I hope you have all recovered from the weekend. The long weekend here has left me confused. Last night I thought it was my weekly game club night with the “Lost Boys”. I was ready to go and wondered why my ride was late. Checking the calendar set me straight. It appears that I was not in error, merely ready a day in advance. Hopefully we will play tonight.
More News from the Albatros Project
Today's Albatros Project report is a mixed bag, part exposition, part correction. The project is rolling along and I will soon have the final Albatros experimental aircraft (D.IX) completed. By the time I am finished I should have close to 70 profiles in the series.
I had seen several profiles of this plane and as always it had a flashy stripe element which moved it onto my to do list. One of the better reference profiles was done by Bob Pearson who has been one of my Illustration heroes and a major source for inspiration.
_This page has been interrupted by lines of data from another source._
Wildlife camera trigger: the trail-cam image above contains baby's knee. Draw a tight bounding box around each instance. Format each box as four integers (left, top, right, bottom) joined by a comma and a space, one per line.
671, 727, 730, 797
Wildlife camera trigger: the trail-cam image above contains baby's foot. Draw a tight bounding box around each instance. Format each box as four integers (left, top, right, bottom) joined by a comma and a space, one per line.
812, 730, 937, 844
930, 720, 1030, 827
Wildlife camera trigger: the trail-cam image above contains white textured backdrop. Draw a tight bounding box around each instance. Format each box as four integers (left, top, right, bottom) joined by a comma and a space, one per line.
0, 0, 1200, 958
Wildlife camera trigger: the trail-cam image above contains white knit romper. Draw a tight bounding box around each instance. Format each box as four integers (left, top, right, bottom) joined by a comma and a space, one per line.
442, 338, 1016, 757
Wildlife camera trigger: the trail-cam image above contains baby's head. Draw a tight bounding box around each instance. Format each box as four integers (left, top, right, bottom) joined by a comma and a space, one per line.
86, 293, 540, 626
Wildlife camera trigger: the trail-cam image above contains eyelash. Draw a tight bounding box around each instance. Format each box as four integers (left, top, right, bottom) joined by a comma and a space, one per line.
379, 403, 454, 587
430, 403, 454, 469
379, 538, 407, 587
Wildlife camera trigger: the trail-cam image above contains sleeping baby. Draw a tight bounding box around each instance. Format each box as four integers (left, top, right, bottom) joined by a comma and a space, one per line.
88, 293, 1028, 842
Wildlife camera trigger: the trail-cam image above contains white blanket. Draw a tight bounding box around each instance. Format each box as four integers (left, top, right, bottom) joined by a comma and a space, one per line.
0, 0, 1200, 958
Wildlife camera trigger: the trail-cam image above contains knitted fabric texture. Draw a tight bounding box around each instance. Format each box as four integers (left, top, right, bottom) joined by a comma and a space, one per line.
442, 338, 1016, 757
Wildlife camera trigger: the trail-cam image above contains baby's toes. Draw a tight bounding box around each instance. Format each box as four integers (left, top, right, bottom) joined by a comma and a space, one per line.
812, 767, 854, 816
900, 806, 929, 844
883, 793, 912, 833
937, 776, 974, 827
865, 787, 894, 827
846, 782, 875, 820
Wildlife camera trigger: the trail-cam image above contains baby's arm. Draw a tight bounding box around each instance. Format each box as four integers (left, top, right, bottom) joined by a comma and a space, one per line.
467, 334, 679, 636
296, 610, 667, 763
This profile was based on one I found at Wings Palette. I liked the paint scheme and knew it would be fun to do. I think it was wealth of color and the way the white fuselage element played off the German iron cross which really got me.
I want to make a “Mia Culpa”. When initially researching the Albatros D.XI profile I rushed to judgement and created a profile that was incorrect. Much to my chagrin I found myself guilty of committing a Brontosaurus mistake. You my not know what I mean so here is some background information:
In the late 1870s, two paleontologists, Edward Cope and Othniel Marsh, were bitter rivals searching for dinosaur skeletons in the western United States. Sadly, on many occasions their rush to claim credit for finds caused them to get sloppy. This what happened with Brontosaurus. Marsh discovered a juvenile dinosaur without a head in Colorado. In his scientific article he labeled the creature as Apatosaurus. Later, in 1879, his crew found an amazing dinosaur. It was the nearly complete skeleton of the largest dinosaur ever found up to that time. All the skeleton lacked was a head, feet, and a large portion of the tail. Due to the size difference, and the way bones had fused, Marsh thought that the second find was an entirely different species. He named it Brontosaurus or thunder lizard. Marsh decided to mount the whole skeleton at Yale’s Peabody Museum, but it still needed a head, feet, and a tail. He decided to use feet found in the same quarry, and he “manufactured” the tail to look like he thought it should appear.
Sorry for the error I hope this will clarify matters and sets the record straight.
4 comments:
Nicely done, love the brontosaurus story.
Thanks Fran, the story is a good reminder to not jump to conclusions. I just need to practice the message more often.
Interesting to see the D.XI (in it's correct shape - not that I would have known, mind you!), departing away from the lines of the D.V and looking more like a Siemans Schuckert
@KP: The main reason for the departure was because in the late war it became difficult for Germany to produce enough inline engines to meet production quotas. Rotary and radial engines were easier to build and easier to maintain and repair than liquid cooled engines.